La principale crainte de l’État français concerne la concurrence déloyale que pourraient subir les agriculteurs français. Le marché européen s’ouvrirait à des volumes accrus de bœuf, sucre ou soja sud-américains, produits à des coûts plus bas et souvent avec des normes sanitaires ou environnementales moins strictes. Les syndicats agricoles redoutent une fragilisation des exploitations locales, déjà confrontées à une crise de revenus et à une pression sociétale sur la transition écoladoption.

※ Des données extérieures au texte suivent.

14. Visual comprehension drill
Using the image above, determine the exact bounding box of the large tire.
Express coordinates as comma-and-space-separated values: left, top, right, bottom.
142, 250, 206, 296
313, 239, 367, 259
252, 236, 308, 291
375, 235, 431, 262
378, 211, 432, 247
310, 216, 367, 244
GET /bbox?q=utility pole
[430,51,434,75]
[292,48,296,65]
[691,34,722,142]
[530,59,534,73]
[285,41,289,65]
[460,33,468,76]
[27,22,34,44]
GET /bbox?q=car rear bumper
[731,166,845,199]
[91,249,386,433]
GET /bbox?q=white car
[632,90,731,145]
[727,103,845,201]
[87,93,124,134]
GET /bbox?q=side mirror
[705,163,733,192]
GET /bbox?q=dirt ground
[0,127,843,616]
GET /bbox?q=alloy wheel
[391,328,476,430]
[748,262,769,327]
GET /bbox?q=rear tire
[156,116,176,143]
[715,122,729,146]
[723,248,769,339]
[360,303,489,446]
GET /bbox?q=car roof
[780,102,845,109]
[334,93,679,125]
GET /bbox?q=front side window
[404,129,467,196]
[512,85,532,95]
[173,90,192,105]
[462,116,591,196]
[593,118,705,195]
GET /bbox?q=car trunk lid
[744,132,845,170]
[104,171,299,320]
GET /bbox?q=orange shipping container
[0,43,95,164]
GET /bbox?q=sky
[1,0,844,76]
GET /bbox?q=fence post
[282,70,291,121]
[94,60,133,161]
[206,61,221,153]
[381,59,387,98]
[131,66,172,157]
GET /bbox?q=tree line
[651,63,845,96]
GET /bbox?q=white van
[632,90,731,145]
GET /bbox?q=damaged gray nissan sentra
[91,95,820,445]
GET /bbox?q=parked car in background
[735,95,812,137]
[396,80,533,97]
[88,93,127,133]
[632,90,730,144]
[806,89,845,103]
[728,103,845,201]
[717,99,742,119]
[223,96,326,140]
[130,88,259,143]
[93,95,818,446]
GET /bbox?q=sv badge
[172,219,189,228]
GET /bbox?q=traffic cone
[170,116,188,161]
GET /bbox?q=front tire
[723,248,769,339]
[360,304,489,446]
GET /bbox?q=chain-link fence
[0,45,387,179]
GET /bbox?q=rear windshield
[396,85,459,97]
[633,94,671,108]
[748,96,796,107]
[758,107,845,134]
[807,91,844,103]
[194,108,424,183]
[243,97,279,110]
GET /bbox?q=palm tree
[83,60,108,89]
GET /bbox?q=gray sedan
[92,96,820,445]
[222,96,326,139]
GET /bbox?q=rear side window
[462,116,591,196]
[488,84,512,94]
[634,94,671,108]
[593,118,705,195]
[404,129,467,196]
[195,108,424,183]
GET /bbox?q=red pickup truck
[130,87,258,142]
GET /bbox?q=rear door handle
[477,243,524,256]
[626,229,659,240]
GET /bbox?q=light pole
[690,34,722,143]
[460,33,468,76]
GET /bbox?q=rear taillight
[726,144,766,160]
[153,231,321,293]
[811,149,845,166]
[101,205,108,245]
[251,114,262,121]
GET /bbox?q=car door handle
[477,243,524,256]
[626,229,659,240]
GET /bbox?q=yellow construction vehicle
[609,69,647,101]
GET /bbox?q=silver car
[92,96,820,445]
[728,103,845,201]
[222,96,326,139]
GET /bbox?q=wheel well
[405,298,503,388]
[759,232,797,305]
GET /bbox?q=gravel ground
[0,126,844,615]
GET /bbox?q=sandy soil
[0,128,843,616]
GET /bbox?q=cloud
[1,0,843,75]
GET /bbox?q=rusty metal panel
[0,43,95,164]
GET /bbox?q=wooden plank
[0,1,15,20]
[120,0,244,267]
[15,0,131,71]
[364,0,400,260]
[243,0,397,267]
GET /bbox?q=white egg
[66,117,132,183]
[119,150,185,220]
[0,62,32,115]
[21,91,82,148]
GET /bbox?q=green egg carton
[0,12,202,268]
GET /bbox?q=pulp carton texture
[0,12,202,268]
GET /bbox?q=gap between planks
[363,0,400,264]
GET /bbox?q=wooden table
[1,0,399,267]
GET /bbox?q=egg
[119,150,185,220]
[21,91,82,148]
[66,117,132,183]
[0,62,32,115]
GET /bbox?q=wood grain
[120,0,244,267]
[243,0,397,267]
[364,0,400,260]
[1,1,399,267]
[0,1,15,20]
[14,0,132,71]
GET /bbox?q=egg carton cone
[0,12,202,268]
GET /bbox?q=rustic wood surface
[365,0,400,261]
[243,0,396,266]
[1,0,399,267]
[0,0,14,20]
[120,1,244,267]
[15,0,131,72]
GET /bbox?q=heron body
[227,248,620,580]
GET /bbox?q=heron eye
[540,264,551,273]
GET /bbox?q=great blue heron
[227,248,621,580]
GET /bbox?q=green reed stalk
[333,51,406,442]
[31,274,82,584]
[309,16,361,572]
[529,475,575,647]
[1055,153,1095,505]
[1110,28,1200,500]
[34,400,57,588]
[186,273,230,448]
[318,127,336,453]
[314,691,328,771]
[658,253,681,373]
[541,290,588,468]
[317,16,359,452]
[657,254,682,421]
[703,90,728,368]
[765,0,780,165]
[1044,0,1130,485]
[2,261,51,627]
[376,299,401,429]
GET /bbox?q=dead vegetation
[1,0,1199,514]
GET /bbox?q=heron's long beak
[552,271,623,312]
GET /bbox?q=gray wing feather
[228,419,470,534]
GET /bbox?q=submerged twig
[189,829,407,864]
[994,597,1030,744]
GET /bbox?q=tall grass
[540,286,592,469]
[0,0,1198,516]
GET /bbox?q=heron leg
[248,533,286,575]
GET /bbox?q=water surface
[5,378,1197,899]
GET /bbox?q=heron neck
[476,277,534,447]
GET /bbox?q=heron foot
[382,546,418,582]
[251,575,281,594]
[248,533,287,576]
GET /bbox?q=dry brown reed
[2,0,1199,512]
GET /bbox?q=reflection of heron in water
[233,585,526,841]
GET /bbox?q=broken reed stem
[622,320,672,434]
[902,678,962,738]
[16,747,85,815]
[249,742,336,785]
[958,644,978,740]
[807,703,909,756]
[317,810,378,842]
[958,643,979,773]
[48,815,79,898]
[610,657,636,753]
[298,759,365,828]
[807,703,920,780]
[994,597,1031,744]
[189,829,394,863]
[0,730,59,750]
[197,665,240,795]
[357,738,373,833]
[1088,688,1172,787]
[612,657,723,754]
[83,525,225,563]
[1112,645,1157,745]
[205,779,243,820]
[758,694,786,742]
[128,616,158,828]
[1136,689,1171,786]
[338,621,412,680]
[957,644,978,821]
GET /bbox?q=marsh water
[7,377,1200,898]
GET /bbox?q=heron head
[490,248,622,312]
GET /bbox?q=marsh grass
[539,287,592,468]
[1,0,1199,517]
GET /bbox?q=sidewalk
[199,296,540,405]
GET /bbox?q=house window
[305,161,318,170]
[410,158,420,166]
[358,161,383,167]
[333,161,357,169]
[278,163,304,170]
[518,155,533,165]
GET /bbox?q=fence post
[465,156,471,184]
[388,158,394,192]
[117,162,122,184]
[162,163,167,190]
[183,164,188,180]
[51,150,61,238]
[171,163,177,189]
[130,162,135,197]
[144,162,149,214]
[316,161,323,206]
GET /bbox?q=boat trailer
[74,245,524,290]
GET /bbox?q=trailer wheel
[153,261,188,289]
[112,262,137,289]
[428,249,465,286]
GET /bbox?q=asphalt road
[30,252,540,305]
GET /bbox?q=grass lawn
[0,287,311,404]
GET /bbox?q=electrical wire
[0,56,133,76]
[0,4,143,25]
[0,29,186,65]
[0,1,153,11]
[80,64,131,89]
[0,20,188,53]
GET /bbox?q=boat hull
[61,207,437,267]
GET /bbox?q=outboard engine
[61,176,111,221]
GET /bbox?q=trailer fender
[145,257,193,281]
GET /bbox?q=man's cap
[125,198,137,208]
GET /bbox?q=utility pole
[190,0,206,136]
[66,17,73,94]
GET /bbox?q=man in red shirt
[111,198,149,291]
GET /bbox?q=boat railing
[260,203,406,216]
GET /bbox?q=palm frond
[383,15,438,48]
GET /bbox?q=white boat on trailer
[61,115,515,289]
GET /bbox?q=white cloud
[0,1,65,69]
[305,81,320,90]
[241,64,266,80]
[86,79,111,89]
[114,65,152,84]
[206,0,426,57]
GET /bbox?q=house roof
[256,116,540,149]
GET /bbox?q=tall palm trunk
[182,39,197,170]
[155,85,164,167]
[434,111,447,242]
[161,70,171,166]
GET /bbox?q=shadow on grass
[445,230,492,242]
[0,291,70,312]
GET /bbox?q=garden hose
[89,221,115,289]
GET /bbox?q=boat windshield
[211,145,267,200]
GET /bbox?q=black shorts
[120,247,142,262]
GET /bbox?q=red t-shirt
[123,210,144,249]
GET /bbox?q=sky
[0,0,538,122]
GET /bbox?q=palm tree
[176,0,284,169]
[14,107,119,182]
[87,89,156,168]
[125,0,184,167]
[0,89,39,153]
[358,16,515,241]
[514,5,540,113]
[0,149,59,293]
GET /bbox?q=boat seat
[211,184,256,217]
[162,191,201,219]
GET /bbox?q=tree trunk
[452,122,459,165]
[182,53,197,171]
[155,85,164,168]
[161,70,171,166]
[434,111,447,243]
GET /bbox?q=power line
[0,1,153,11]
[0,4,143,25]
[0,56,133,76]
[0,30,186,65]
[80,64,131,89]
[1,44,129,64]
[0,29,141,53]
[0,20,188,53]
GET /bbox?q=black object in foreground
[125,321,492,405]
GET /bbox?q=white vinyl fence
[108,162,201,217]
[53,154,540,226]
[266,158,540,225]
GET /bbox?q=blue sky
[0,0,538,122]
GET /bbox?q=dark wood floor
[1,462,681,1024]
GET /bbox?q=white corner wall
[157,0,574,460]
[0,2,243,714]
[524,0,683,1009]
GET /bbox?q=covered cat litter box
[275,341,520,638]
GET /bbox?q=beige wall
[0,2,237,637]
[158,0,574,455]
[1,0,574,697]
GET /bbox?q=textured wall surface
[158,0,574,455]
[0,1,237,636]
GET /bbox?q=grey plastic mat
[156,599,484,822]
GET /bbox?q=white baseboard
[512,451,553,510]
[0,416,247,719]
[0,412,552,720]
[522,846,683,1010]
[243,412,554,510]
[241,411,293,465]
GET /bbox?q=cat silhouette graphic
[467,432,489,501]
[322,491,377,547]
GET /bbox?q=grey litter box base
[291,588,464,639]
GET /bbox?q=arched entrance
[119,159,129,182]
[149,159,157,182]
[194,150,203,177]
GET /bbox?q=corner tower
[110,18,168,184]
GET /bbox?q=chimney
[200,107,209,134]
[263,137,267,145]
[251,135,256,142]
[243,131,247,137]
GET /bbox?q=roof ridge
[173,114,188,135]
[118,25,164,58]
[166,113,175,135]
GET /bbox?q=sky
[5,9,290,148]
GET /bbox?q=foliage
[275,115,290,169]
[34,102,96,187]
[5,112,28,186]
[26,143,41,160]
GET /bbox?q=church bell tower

La France insiste également sur les risques liés à la déforestation en Amazonie et aux émissions de gaz à effet de serre induites par l’intensification des échanges. Pour Paris, l’accord ne comporte pas de garanties suffisantes pour aligner les pratiques commerciales sur les engagements climatiques européens. Les ONG environnementales dénoncent un « recul » dans la lutte contre le changement climatique.
En somme, l’accord UE-Mercosur place la France dans une position délicate : isolée dans son opposition, mais porteuse d’un débat crucial sur la cohérence entre commerce, agriculture et environnement. Ce bras de fer pourrait devenir un test grandeur nature de la capacité européenne à articuler prospérité économique et responsabilité écologique.